SPEAKER:  Dr. Andre Veltman

André Veltman was born in the Netherlands in 1964. He received his electrical engineering degree and his Ph.D. degree in 1989 and 1994 at Twente University and Delft University of Technology respectively, both in the Netherlands. He was a teaching assistant in Africa at the University of Zambia, in Lusaka during 1986-1987. From 1994 till 1997 he worked, under a fellowship from the Royal Dutch Academy of Arts and Sciences in Amsterdam, as a post-doc at Eindhoven University of Technology, the Netherlands. The first of these three years he spent as a visiting post-doc fellow at the University of Wisconsin, Madison, USA, working on flux-based inverter control. In 1997 he founded the design company ‘Piak Electronic Design’ for drive and control systems ranging from Watts till MegaWatts. Part-time engagement as an assistant professor with Eindhoven University of technology is withstanding. He is the author of  more than 5 patents on various subjects such as class-D amplifier control, efficient 3-phase current control, parallelling induction motors, sensorless control of linear PM machines, low cost induction motor controllers, and an acoustic estimator of gas-bottle contents.

His main fields of interest are: power electronics, class-D amplifiers, frequency inverter control using `The Fish Method', on-line parameter estimation, high performance drives,  hybrid vehicles, sensorless control and microcontroller based systems.
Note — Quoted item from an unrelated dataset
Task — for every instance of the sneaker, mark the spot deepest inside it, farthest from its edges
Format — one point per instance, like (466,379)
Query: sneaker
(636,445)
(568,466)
TOPIC:  Control of a 2.4MW Linear Synchronous Motor for launching roller-coasters

ABSTRACT: To accelerate a heavy roller-coaster train to a speed of 25m/s in less than 3 seconds requires a lot of thrust. A 2.4MW Linear Synchronous Motor is applied for this function. Optimal thrust implies optimal current control. Because of the increasing velocity along the track, the stator configuration changes continuously during a launch (sequentially switched stator). A strategy to control 3kA of current during abrupt changes in stator inductance, while maintaining thrust, is presented.